TidyTuesday Ramen analysis
Reviewing data
The Data set is called The Ramen Rater, and it covers ramens ratings. From many different countries. Now, let us take a top-level look at the data set. We have over 3000 observation of across six variables. The Stars variable is going the be the rating system. There is also a variable called style which describes the kind of container the ramen comes in. .
glimpse(ramen_ratings)
## Observations: 3,180
## Variables: 6
## $ review_number <dbl> 3180, 3179, 3178, 3177, 3176, 3175, 3174, 3173, ...
## $ brand <chr> "Yum Yum", "Nagatanien", "Acecook", "Maison de C...
## $ variety <chr> "Tem Tem Tom Yum Moo Deng", "tom Yum Kung Rice V...
## $ style <chr> "Cup", "Pack", "Cup", "Cup", "Tray", "Cup", "Pac...
## $ country <chr> "Thailand", "Japan", "Japan", "France", "Japan",...
## $ stars <dbl> 3.75, 2.00, 2.50, 3.75, 5.00, 3.50, 3.75, 5.00, ...
unique(ramen_ratings$style)
## [1] "Cup" "Pack" "Tray" "Bowl" "Box"
## [6] "Restaurant" "Can" "Bar" NA
We can see the rating system is going to be from 0 to 5 stars.

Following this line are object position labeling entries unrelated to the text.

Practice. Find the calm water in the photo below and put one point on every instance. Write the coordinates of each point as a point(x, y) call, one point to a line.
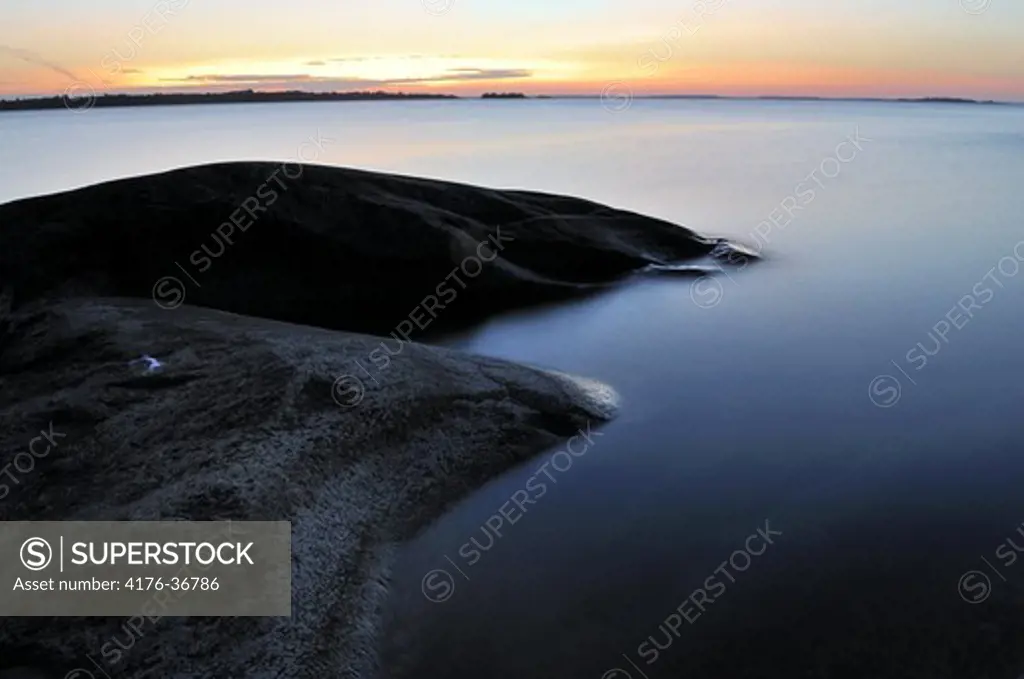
point(860, 390)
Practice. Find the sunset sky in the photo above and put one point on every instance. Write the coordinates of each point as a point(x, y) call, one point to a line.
point(972, 48)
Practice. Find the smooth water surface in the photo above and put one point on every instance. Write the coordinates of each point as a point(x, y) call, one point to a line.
point(858, 391)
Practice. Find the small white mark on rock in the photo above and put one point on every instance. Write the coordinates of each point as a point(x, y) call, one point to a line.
point(152, 365)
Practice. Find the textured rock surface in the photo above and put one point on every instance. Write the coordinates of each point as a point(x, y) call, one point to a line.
point(241, 422)
point(335, 248)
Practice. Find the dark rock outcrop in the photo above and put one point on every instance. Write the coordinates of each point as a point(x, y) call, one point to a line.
point(335, 248)
point(242, 420)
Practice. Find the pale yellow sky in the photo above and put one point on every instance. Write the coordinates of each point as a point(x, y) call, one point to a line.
point(743, 47)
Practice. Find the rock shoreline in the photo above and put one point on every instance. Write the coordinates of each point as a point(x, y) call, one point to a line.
point(243, 418)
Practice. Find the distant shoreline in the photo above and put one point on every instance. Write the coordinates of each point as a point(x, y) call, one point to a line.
point(251, 96)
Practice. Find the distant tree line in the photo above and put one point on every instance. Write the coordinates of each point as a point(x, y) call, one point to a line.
point(81, 102)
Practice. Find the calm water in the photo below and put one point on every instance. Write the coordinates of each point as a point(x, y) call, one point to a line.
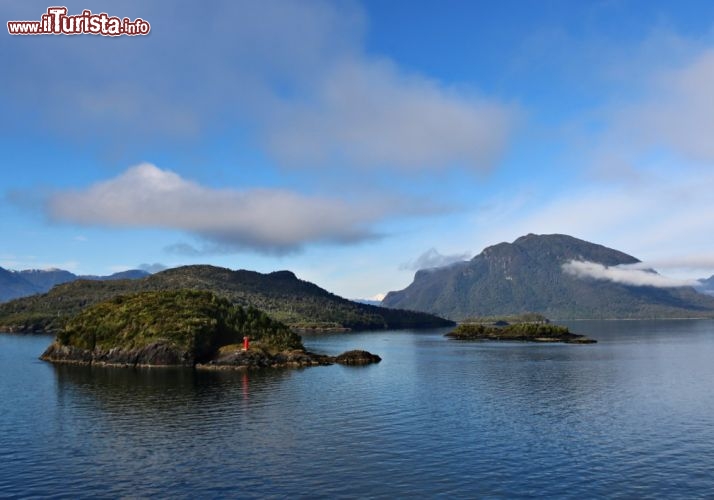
point(631, 416)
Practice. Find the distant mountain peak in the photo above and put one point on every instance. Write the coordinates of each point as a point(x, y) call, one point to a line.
point(529, 275)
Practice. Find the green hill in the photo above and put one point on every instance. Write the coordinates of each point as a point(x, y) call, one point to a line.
point(189, 321)
point(527, 276)
point(283, 296)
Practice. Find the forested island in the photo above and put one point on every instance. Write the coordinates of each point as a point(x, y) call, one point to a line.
point(188, 328)
point(524, 328)
point(299, 304)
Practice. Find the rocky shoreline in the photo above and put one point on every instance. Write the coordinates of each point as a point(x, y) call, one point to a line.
point(162, 354)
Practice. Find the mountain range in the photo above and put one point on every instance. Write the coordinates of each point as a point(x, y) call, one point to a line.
point(531, 275)
point(14, 284)
point(283, 296)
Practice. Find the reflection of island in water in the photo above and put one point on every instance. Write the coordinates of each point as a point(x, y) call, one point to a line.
point(160, 390)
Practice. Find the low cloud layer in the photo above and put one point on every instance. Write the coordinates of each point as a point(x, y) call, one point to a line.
point(264, 220)
point(432, 259)
point(626, 274)
point(152, 268)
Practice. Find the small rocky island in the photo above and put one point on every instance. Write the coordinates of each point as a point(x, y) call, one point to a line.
point(526, 328)
point(184, 328)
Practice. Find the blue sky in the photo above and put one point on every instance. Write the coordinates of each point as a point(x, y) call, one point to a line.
point(353, 142)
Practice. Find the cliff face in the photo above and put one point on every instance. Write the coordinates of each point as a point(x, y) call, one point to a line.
point(527, 276)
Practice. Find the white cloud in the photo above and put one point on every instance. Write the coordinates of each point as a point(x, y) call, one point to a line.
point(626, 274)
point(433, 259)
point(152, 268)
point(266, 220)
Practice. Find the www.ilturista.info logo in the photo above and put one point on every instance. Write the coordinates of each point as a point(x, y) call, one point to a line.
point(57, 22)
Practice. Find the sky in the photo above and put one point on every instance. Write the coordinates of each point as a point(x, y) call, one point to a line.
point(356, 142)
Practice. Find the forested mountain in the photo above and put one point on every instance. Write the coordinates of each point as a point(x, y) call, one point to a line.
point(528, 275)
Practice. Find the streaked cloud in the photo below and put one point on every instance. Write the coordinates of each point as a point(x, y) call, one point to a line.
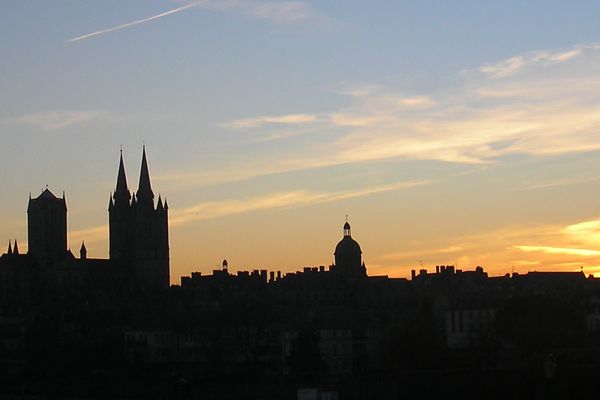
point(281, 12)
point(559, 250)
point(290, 119)
point(551, 107)
point(136, 22)
point(284, 12)
point(296, 198)
point(56, 120)
point(512, 65)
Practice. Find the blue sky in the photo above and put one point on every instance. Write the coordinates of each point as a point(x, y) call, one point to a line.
point(451, 132)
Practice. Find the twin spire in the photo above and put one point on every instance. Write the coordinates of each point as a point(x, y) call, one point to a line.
point(144, 194)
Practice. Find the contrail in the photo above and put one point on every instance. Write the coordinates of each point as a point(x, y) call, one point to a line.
point(137, 22)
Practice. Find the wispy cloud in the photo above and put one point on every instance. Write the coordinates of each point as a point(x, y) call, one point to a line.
point(282, 12)
point(559, 250)
point(136, 22)
point(296, 198)
point(285, 12)
point(552, 108)
point(256, 122)
point(556, 183)
point(512, 65)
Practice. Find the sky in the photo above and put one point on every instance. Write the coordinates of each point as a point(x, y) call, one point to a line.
point(463, 133)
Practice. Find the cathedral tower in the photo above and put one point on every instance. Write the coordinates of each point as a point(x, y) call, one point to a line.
point(47, 227)
point(139, 231)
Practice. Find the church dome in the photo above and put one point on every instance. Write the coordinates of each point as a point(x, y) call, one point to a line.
point(348, 255)
point(347, 247)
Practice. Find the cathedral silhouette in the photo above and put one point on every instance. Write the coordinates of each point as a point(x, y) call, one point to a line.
point(115, 328)
point(138, 237)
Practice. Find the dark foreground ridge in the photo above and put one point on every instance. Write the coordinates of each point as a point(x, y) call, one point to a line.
point(78, 327)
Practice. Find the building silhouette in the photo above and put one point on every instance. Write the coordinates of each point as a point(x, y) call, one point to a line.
point(119, 327)
point(49, 273)
point(139, 230)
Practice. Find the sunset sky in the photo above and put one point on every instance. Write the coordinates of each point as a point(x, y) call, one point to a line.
point(450, 132)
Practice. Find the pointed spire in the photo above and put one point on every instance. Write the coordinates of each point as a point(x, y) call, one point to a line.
point(347, 230)
point(83, 251)
point(121, 192)
point(144, 193)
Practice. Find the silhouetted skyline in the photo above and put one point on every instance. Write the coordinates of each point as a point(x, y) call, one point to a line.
point(454, 133)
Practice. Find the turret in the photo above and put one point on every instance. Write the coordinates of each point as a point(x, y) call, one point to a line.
point(145, 196)
point(139, 231)
point(120, 224)
point(83, 251)
point(47, 227)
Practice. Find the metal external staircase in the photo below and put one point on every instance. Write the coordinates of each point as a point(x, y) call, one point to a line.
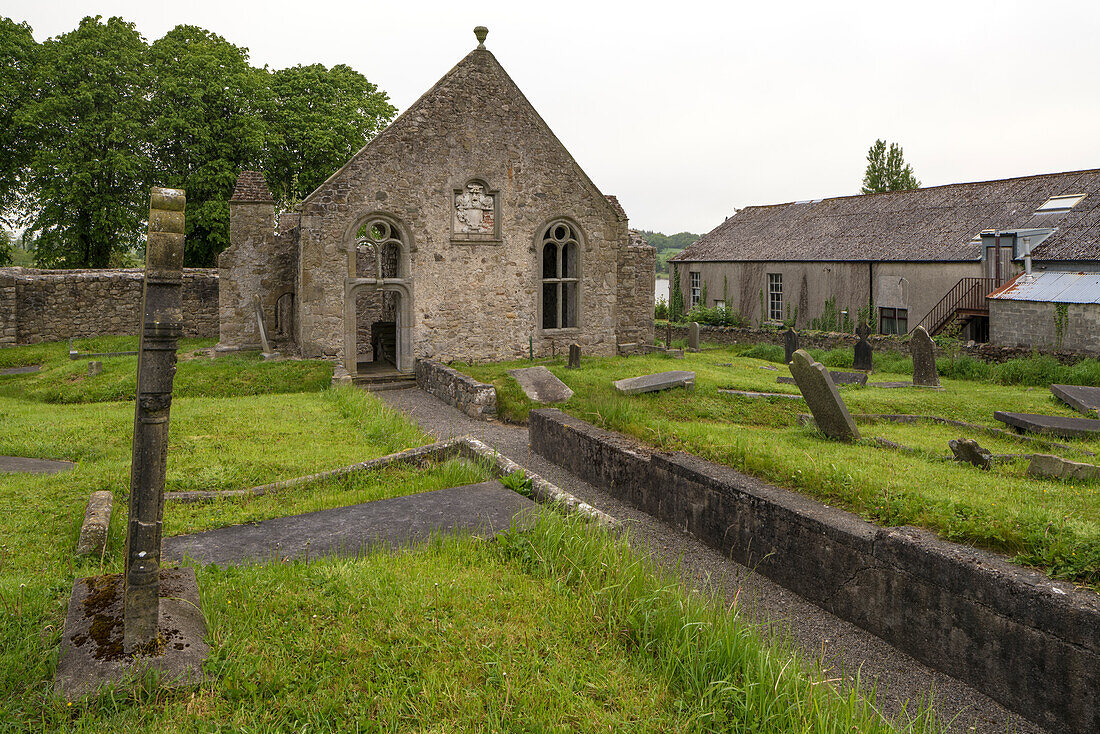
point(963, 303)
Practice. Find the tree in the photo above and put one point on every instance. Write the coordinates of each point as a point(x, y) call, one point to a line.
point(87, 117)
point(205, 102)
point(317, 119)
point(887, 170)
point(19, 51)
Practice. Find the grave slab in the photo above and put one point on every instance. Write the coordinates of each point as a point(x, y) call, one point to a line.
point(24, 466)
point(1052, 425)
point(91, 645)
point(541, 385)
point(652, 383)
point(25, 370)
point(822, 396)
point(1080, 397)
point(485, 510)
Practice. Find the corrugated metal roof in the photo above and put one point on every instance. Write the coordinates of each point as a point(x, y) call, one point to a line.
point(1052, 287)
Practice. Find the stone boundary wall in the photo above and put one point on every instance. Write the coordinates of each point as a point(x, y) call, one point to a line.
point(1025, 641)
point(835, 340)
point(54, 305)
point(474, 398)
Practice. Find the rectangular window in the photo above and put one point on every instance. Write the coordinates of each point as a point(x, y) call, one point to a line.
point(893, 320)
point(776, 296)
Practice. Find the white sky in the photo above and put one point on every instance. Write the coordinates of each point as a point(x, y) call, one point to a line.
point(688, 110)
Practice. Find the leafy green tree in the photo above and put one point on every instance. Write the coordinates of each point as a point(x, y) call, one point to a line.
point(19, 51)
point(887, 170)
point(317, 119)
point(87, 119)
point(205, 101)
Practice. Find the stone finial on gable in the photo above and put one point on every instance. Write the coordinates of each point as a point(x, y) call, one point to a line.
point(251, 187)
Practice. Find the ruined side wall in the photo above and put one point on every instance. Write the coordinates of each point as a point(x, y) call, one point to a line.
point(257, 261)
point(50, 305)
point(637, 270)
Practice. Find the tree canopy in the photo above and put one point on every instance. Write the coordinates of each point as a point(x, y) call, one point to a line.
point(887, 170)
point(91, 119)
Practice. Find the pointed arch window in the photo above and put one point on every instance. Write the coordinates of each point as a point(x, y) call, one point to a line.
point(561, 275)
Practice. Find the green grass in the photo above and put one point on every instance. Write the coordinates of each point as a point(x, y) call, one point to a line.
point(63, 380)
point(1051, 525)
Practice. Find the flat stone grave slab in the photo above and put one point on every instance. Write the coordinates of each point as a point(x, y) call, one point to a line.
point(652, 383)
point(485, 510)
point(26, 370)
point(541, 385)
point(838, 379)
point(91, 645)
point(1053, 425)
point(748, 393)
point(24, 466)
point(1079, 397)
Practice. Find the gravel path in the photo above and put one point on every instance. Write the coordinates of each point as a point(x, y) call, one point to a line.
point(843, 649)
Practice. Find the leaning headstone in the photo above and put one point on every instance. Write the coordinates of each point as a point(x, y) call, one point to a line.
point(541, 385)
point(97, 518)
point(969, 451)
point(862, 357)
point(652, 383)
point(790, 343)
point(924, 359)
point(823, 398)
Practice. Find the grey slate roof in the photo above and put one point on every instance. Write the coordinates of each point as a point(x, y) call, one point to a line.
point(934, 223)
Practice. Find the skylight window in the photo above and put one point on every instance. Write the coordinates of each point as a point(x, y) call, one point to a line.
point(1060, 203)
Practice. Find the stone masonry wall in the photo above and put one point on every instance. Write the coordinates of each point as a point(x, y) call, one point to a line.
point(45, 305)
point(1012, 633)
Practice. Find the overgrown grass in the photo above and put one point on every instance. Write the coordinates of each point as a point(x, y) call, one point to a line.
point(63, 380)
point(1048, 524)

There are also only 14 NA's in the data set. Given how large the data set is, I will be removing them from any more analysis.
summary(ramen_ratings$stars)
## Min. 1st Qu. Median Mean 3rd Qu. Max. NA's
## 0.000 3.250 3.750 3.688 4.500 5.000 14
The Question to ask:
I want to know what the country will have the best instant ramen that I can buy if I am at the store. Lets first take a look at the average rating by country along with taking a count of how many scores are submitted for those countries. Seeing that there are countries that like Austalia that have a 5-star rating but only have four reviews submitted, I will be looking at the countries with the most interactions.
ramen_ratings %>% na.omit() %>% group_by(country,stars) %>%
summarise('average_rating'= mean(stars),'country_count'= length(country)) %>%
arrange(desc(average_rating)) %>% head(15)
## # A tibble: 15 x 4
## # Groups: country [15]
## country stars average_rating country_count
## <chr> <dbl> <dbl> <int>
## 1 Australia 5 5 4
## 2 Brazil 5 5 1
## 3 Cambodia 5 5 2
## 4 Canada 5 5 2
## 5 China 5 5 18
## 6 France 5 5 1
## 7 Germany 5 5 1
## 8 Hong Kong 5 5 27
## 9 India 5 5 2
## 10 Indonesia 5 5 35
## 11 Japan 5 5 105
## 12 Malaysia 5 5 66
## 13 Mexico 5 5 2
## 14 Myanmar 5 5 4
## 15 Nepal 5 5 1
Looking at the data, we do see that after the country of Vietnam, there is a dip in the number of reviews submitted. With that said I would be using the first eleven countries.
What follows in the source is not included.